Je suis maintenant Divemaster PADI, après 4 semaines de plongée intensive dans l’île de Roatán au Honduras.
Il y a un an, je faisais ma première plongée à vie parmi ces mêmes coraux flamboyants, entouré d’une splendide faune marine que je n’avais jamais vue d’aussi près.
Après quelques plongées-loisir cet hiver en Thaïlande, je suis revenu sur les lieux de ma première piqûre pour miser tout mon temps et mon énergie dans la conquête du Divemaster. Sous la direction de mon instructeur et ami Guillaume, j’ai fait un stage de plongée intensif au dive shop Las Rocas, sur la plage de West Bay.
Tous les jours, des bouteilles à porter par dizaines. Des équipements à organiser, installer, laver, sécher, replacer. Des bateaux à amarrer. Des clients à servir avec le sourire. Et bien sûr, des instructeurs à traiter aux petits oignons.
Ce travail de larbin fait partie de la formation. C’est en jouant l’Instructor’s Bitch qu’on apprend comment fonctionne un centre de plongée de fond en comble. On développe alors une logique qui devient naturelle dans la gestion des équipements et la supervision des plongeurs.
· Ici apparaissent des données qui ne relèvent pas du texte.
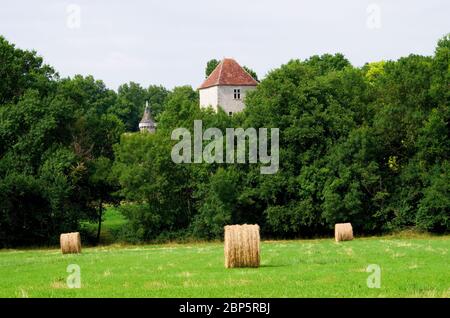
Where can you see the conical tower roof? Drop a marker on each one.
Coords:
(147, 118)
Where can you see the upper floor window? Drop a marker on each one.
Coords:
(237, 93)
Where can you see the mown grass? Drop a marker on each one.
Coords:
(415, 266)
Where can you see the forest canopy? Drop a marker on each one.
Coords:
(367, 145)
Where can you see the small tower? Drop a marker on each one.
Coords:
(147, 124)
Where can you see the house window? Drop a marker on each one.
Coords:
(237, 93)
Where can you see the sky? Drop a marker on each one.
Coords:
(169, 42)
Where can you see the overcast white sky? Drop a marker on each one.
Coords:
(169, 42)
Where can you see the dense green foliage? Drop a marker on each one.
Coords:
(365, 145)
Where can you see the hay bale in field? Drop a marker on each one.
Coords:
(343, 232)
(242, 246)
(70, 242)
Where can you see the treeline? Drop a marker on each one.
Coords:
(365, 145)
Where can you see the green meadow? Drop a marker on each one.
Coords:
(411, 266)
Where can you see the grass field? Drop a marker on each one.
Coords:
(417, 266)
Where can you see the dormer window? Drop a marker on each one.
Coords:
(237, 93)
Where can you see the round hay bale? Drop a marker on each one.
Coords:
(70, 242)
(343, 232)
(242, 246)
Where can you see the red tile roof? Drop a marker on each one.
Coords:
(229, 72)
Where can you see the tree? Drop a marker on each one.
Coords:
(210, 66)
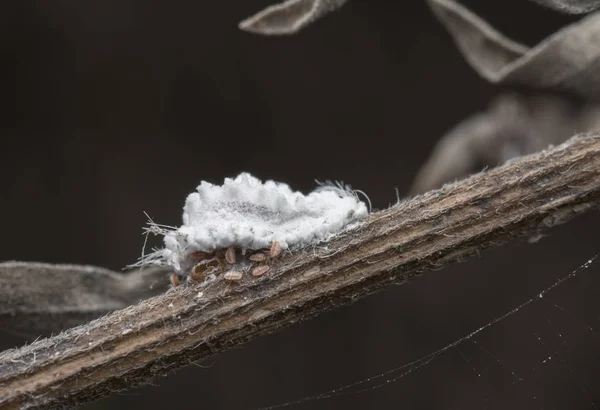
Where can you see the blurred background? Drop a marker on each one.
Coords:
(113, 108)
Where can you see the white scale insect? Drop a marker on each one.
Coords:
(246, 214)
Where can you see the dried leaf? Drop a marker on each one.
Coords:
(568, 60)
(513, 126)
(571, 6)
(288, 17)
(51, 297)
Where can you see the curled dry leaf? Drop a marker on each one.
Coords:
(565, 61)
(514, 125)
(39, 297)
(289, 16)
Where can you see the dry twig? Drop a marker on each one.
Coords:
(133, 345)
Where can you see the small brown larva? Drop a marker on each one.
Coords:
(258, 257)
(260, 270)
(233, 275)
(230, 255)
(275, 250)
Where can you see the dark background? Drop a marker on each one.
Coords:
(115, 107)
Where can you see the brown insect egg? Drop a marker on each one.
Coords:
(205, 267)
(230, 255)
(275, 250)
(260, 270)
(258, 257)
(233, 275)
(198, 273)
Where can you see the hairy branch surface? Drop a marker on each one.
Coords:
(131, 346)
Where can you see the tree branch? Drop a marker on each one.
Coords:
(131, 346)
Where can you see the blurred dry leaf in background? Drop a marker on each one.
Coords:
(42, 297)
(515, 125)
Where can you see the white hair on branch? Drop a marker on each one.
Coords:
(246, 213)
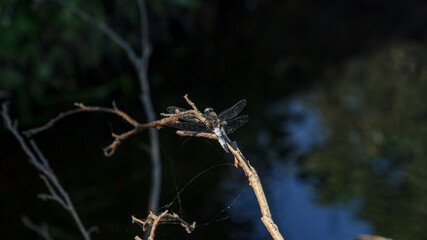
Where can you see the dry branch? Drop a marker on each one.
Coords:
(152, 222)
(56, 191)
(249, 171)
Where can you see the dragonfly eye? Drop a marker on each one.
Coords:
(208, 110)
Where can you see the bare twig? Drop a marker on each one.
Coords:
(140, 64)
(36, 158)
(370, 237)
(249, 171)
(152, 221)
(118, 138)
(42, 231)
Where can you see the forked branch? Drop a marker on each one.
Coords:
(152, 222)
(56, 192)
(241, 161)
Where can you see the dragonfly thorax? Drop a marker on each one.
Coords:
(208, 110)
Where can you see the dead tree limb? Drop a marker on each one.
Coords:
(57, 192)
(140, 64)
(152, 221)
(241, 161)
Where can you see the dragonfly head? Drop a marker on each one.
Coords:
(208, 110)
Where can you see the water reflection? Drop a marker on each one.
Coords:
(291, 200)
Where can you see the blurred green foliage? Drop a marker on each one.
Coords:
(376, 113)
(260, 50)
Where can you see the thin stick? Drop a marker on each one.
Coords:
(42, 231)
(152, 222)
(140, 64)
(36, 158)
(255, 183)
(250, 171)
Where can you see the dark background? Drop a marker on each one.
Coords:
(362, 65)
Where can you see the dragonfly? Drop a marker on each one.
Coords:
(221, 124)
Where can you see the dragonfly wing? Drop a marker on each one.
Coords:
(174, 110)
(189, 126)
(232, 111)
(235, 124)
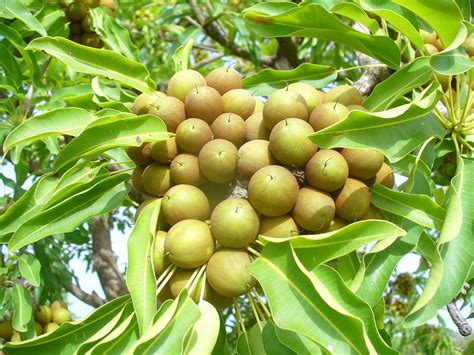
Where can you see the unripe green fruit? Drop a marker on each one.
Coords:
(184, 202)
(240, 102)
(234, 223)
(43, 314)
(189, 244)
(183, 82)
(253, 156)
(290, 144)
(273, 190)
(163, 152)
(230, 127)
(218, 160)
(224, 80)
(193, 134)
(314, 209)
(255, 127)
(185, 170)
(327, 170)
(170, 110)
(363, 163)
(156, 179)
(353, 201)
(205, 103)
(283, 104)
(345, 95)
(327, 114)
(278, 227)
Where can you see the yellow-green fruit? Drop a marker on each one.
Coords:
(345, 95)
(278, 227)
(273, 190)
(205, 103)
(61, 315)
(363, 163)
(253, 156)
(224, 80)
(184, 202)
(255, 127)
(50, 327)
(234, 223)
(160, 260)
(189, 244)
(327, 114)
(314, 209)
(290, 144)
(312, 96)
(227, 272)
(240, 102)
(353, 201)
(283, 104)
(163, 152)
(183, 82)
(6, 329)
(43, 314)
(156, 179)
(231, 127)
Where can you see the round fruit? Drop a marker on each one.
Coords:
(234, 223)
(163, 152)
(183, 82)
(184, 202)
(327, 114)
(185, 170)
(193, 134)
(218, 160)
(344, 94)
(363, 163)
(312, 96)
(231, 127)
(189, 243)
(273, 190)
(314, 209)
(43, 314)
(156, 179)
(289, 142)
(240, 102)
(224, 80)
(255, 127)
(170, 110)
(227, 272)
(283, 104)
(278, 227)
(205, 103)
(327, 170)
(160, 260)
(353, 200)
(253, 156)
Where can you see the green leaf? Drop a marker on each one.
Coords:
(269, 80)
(70, 335)
(67, 215)
(94, 61)
(140, 275)
(22, 308)
(109, 133)
(420, 209)
(65, 121)
(327, 246)
(395, 132)
(403, 81)
(315, 21)
(21, 12)
(30, 268)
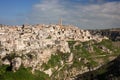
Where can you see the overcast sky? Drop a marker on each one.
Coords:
(86, 14)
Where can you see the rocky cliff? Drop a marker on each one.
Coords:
(61, 52)
(113, 34)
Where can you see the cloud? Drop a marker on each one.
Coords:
(105, 15)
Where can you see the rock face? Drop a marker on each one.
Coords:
(33, 45)
(113, 34)
(16, 63)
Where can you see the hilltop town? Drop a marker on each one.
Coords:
(35, 45)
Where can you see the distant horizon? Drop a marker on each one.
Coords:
(86, 14)
(58, 24)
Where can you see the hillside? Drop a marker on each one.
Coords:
(52, 52)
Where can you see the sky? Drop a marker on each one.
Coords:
(86, 14)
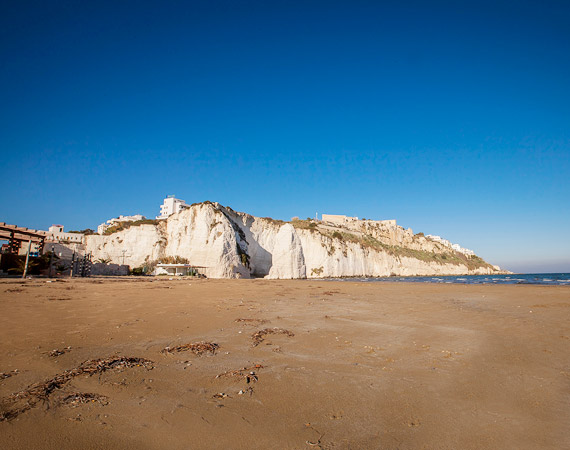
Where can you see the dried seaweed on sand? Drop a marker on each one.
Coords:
(259, 336)
(80, 398)
(4, 375)
(198, 348)
(252, 321)
(14, 405)
(246, 373)
(57, 352)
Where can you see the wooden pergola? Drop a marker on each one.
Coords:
(16, 235)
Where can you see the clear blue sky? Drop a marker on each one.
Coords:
(451, 117)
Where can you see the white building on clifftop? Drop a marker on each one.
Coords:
(171, 205)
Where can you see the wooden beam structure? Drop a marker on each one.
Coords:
(17, 235)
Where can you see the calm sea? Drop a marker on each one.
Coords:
(559, 279)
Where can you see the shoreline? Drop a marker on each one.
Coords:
(354, 365)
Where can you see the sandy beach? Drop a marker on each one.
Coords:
(296, 365)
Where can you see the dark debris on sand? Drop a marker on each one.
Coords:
(4, 375)
(198, 348)
(14, 405)
(259, 336)
(80, 398)
(247, 373)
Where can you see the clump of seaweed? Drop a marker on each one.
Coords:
(4, 375)
(57, 352)
(22, 401)
(246, 373)
(198, 348)
(79, 398)
(252, 321)
(259, 336)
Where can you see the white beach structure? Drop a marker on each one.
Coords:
(176, 269)
(171, 205)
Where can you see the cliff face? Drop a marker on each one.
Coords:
(230, 244)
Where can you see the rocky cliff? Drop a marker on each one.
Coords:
(230, 244)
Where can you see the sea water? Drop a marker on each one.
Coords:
(559, 279)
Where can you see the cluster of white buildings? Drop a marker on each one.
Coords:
(56, 234)
(447, 243)
(171, 205)
(344, 220)
(111, 222)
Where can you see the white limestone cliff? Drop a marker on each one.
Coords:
(230, 244)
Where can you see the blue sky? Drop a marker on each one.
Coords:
(451, 117)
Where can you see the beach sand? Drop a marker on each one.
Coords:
(364, 365)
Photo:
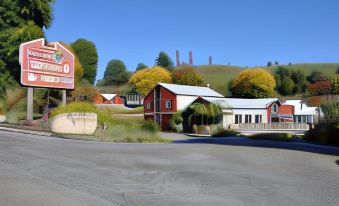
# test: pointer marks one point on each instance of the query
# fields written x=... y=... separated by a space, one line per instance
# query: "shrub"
x=273 y=136
x=324 y=133
x=222 y=132
x=150 y=126
x=175 y=122
x=320 y=87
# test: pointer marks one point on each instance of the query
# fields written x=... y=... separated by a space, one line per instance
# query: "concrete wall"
x=74 y=123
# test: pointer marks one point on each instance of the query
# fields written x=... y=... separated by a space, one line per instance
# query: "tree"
x=320 y=88
x=145 y=80
x=116 y=73
x=316 y=76
x=187 y=75
x=88 y=56
x=39 y=11
x=335 y=84
x=254 y=83
x=164 y=60
x=20 y=21
x=78 y=69
x=141 y=66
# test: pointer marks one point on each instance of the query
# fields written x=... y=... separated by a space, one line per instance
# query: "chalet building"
x=166 y=99
x=238 y=111
x=303 y=113
x=133 y=99
x=107 y=99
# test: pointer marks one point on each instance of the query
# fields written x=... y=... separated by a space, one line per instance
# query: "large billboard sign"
x=49 y=66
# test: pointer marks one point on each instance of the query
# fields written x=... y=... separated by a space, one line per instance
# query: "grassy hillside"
x=219 y=76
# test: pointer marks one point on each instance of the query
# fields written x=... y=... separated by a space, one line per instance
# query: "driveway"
x=36 y=170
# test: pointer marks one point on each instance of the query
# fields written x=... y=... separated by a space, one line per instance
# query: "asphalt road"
x=36 y=170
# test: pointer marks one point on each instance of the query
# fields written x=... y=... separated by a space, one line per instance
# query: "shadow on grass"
x=298 y=145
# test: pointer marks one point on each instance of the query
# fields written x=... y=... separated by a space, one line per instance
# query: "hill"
x=219 y=76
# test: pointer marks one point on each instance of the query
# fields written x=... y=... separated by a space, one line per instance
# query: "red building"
x=166 y=99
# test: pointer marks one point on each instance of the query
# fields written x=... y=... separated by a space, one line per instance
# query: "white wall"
x=228 y=117
x=183 y=101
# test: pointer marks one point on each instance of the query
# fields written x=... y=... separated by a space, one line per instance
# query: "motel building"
x=239 y=114
x=101 y=98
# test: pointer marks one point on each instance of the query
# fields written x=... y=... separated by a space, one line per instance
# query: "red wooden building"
x=166 y=99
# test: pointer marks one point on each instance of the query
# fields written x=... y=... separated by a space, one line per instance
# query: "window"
x=238 y=118
x=248 y=118
x=168 y=104
x=258 y=118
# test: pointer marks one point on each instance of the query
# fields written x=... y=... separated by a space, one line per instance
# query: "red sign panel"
x=46 y=66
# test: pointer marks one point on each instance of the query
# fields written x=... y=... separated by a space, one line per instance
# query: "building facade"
x=166 y=99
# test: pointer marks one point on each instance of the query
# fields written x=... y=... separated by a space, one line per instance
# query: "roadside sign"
x=49 y=66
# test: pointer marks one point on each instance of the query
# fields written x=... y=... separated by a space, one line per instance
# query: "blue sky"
x=242 y=32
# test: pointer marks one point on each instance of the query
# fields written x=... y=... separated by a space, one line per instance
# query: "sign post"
x=50 y=66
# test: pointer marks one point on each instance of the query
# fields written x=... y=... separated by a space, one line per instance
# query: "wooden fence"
x=274 y=126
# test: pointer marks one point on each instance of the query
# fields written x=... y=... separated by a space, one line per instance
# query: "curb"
x=26 y=131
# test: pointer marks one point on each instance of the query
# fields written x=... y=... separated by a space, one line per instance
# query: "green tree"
x=299 y=79
x=116 y=73
x=285 y=84
x=316 y=76
x=186 y=75
x=144 y=80
x=141 y=66
x=39 y=11
x=20 y=21
x=254 y=83
x=165 y=61
x=88 y=56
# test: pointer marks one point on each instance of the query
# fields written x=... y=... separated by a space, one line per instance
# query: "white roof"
x=191 y=90
x=237 y=103
x=109 y=97
x=304 y=110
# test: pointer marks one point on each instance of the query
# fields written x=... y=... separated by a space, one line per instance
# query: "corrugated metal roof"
x=191 y=90
x=237 y=103
x=109 y=97
x=305 y=110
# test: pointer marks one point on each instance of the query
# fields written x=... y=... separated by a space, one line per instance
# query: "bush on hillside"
x=150 y=126
x=222 y=132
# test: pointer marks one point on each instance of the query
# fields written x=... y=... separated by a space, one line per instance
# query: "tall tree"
x=20 y=21
x=141 y=66
x=39 y=11
x=145 y=80
x=254 y=83
x=187 y=75
x=88 y=56
x=165 y=61
x=116 y=73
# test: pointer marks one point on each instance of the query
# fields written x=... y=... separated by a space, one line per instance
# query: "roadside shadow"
x=298 y=145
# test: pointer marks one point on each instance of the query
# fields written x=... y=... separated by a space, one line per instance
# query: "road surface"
x=43 y=171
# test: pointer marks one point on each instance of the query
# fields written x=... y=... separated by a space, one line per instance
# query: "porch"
x=273 y=126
Grâce aux efforts de Guillaume, qui se transforme en maître absolu de mon destin entre les latitudes 16 et 17, j’ai progressé énormément dans mes techniques, mon style et ma compréhension de la plongée, tant pratique que théorique.
Plus de place pour le tourisme: j’étais là pour les autres plongeurs avant tout, à les surveiller, les guider, leur démontrer des compétences, les faire descendre s’ils montent, les faire monter s’ils descendent. J’ai aussi appris à moins faire confiance à mon équipement et imaginer toutes sortes de problèmes et leurs solutions.
On a quand même pris le temps de s’amuser un peu. Je suis retourné deux fois dans la belle épave de l’Aguila, et je suis tombé à 50 mètres dans le splendide Hole in the Wall histoire de prendre une bonne baffe de narcose à l’azote.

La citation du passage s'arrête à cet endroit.